O(2^n) / O(n!) — exponential and factorial. Subsets and permutations without pruning.
Binary search
On a sorted array, binary search finds an element in O(log n) by repeatedly cutting the search range in half. The off-by-one bugs hide in the boundary updates, so this is worth memorising.
binary-search.js
function binarySearch(arr, target) {
let lo = 0;
let hi = arr.length - 1;
while (lo <= hi) {
const mid = (lo + hi) >> 1; // floor((lo + hi) / 2)

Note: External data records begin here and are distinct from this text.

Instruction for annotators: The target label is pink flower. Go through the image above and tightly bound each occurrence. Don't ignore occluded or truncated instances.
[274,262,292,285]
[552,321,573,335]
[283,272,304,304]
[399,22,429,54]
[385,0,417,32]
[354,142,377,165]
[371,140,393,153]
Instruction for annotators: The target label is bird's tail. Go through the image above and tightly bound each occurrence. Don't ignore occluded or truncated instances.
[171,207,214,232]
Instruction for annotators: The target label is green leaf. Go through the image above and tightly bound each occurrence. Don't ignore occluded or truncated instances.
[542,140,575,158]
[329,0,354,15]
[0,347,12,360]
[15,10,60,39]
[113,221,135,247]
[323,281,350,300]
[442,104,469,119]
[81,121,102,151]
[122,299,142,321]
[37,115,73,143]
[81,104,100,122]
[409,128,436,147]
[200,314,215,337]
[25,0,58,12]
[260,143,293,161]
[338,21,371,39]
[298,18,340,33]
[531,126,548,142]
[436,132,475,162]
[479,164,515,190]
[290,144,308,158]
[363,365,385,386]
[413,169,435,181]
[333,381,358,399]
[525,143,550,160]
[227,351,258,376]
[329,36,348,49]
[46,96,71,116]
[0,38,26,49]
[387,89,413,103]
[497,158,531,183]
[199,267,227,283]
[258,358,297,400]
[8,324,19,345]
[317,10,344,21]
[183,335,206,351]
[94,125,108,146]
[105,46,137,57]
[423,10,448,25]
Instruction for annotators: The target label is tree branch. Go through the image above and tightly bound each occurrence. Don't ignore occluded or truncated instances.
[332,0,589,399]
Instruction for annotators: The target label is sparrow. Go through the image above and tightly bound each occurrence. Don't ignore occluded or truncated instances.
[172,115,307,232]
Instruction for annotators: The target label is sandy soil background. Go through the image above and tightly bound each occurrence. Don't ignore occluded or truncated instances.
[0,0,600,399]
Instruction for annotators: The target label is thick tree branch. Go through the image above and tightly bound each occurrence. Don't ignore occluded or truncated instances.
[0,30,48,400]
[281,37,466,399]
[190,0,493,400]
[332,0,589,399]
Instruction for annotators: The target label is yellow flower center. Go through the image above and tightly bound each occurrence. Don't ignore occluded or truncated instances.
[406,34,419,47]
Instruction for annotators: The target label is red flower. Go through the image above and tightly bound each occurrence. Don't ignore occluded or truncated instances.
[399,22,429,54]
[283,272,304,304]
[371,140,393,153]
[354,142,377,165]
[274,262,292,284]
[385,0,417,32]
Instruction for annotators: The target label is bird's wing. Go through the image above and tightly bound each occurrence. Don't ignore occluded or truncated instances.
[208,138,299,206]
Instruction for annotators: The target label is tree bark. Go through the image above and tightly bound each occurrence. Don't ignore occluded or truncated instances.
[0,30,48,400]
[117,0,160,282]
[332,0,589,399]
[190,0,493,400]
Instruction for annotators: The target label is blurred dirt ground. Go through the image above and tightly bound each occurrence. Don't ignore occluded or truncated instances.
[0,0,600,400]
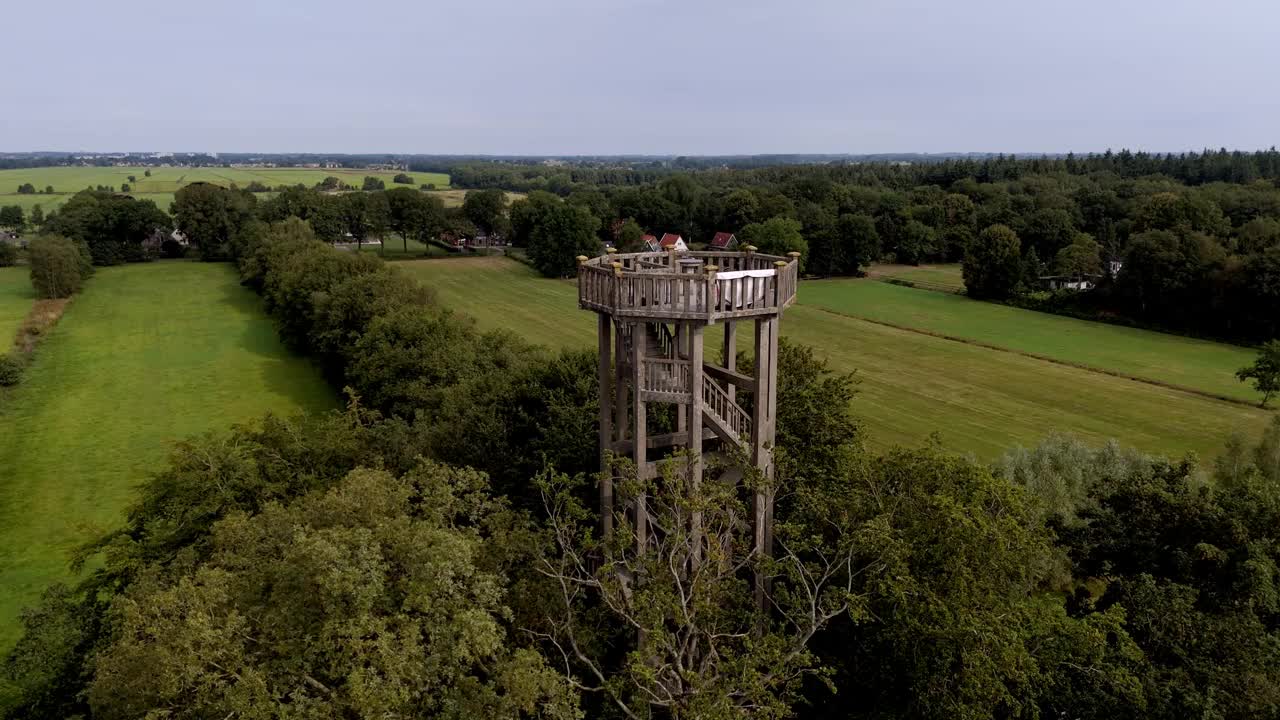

if (arr[mid] === target) return mid;
if (arr[mid] < target) lo = mid + 1;
else hi = mid - 1;
}
return -1;
}
binarySearch([1, 3, 5, 7, 9, 11, 13], 9); // 4
binarySearch([1, 3, 5, 7, 9, 11, 13], 4); // -1Merge sort
Merge sort splits the array in half, sorts each half recursively, and merges them in linear time. It is stable and runs in O(n log n) on every input — no worst case to fear.
merge-sort.js
function mergeSort(arr) {
if (arr.length <= 1) return arr;
const mid = arr.length >> 1;
const left = mergeSort(arr.slice(0, mid));
const right = mergeSort(arr.slice(mid));
return merge(left, right);
}
function merge(a, b) {
const out = [];
let i = 0, j = 0;
while (i < a.length && j < b.length) {
if (a[i] <= b[j]) out.push(a[i++]);
else out.push(b[j++]);
}
while (i < a.length) out.push(a[i++]);
while (j < b.length) out.push(b[j++]);
return out;
}
mergeSort([5, 2, 8, 1, 9, 3]); // [1, 2, 3, 5, 8, 9][ 1, 2, 3, 5, 8, 9 ]
Quick sort — sketch
Quick sort picks a pivot, partitions the array into "less than" and "greater than" piles, and recurses on each. Average O(n log n), worst case O(n^2) when the pivot is consistently the smallest or largest. The basic shape:
quick-sort.js
function quickSort(arr) {
if (arr.length <= 1) return arr;
const [pivot, ...rest] = arr;
const lo = rest.filter(x => x < pivot);
const hi = rest.filter(x => x >= pivot);
return [...quickSort(lo), pivot, ...quickSort(hi)];
}
quickSort([5, 2, 8, 1, 9, 3]); // [1, 2, 3, 5, 8, 9]Breadth-first search
BFS walks a graph layer by layer using a queue. It finds the shortest path on an unweighted graph and is the right default for "minimum steps to reach X" problems.
bfs.js
function bfs(graph, start) {
const queue = [start];
const visited = new Set([start]);
const order = [];
while (queue.length) {
const node = queue.shift();
order.push(node);
for (const next of graph[node] ?? []) {
if (!visited.has(next)) {
visited.add(next);
queue.push(next);
}
}
}
return order;
}
const g = { A: ['B','C'], B: ['D'], C: ['D','E'], D: ['F'], E: ['F'], F: [] };
bfs(g, 'A'); // [ 'A', 'B', 'C', 'D', 'E', 'F' ]Depth-first search
DFS dives down one branch before back-tracking. Recursive DFS is short and elegant; an iterative version uses an explicit stack.
dfs.js
function dfs(graph, node, visited = new Set(), order = []) {
if (visited.has(node)) return order;
visited.add(node);
order.push(node);
for (const next of graph[node] ?? []) {
dfs(graph, next, visited, order);
}
return order;
}
dfs({ A: ['B','C'], B: ['D'], C: ['D','E'], D: ['F'], E: ['F'], F: [] }, 'A');
// [ 'A', 'B', 'D', 'F', 'C', 'E' ]BFS uses a queue and shines on shortest-path / level-order problems.
DFS uses a stack (or recursion) and shines on connectivity, cycle detection, topological sort.
Always track visited when graphs have cycles — without it both will loop forever.
When to use the built-ins
In production code, almost always prefer:
arr.sort((a, b) => a - b)— engines use TimSort or PDQSort, O(n log n) and stable in modern Node and browsers.new Map()/new Set()— hash maps and sets with the right complexity, no manual hashing.Array.from, spread, and array methods over hand-rolled loops — the engines optimise them aggressively.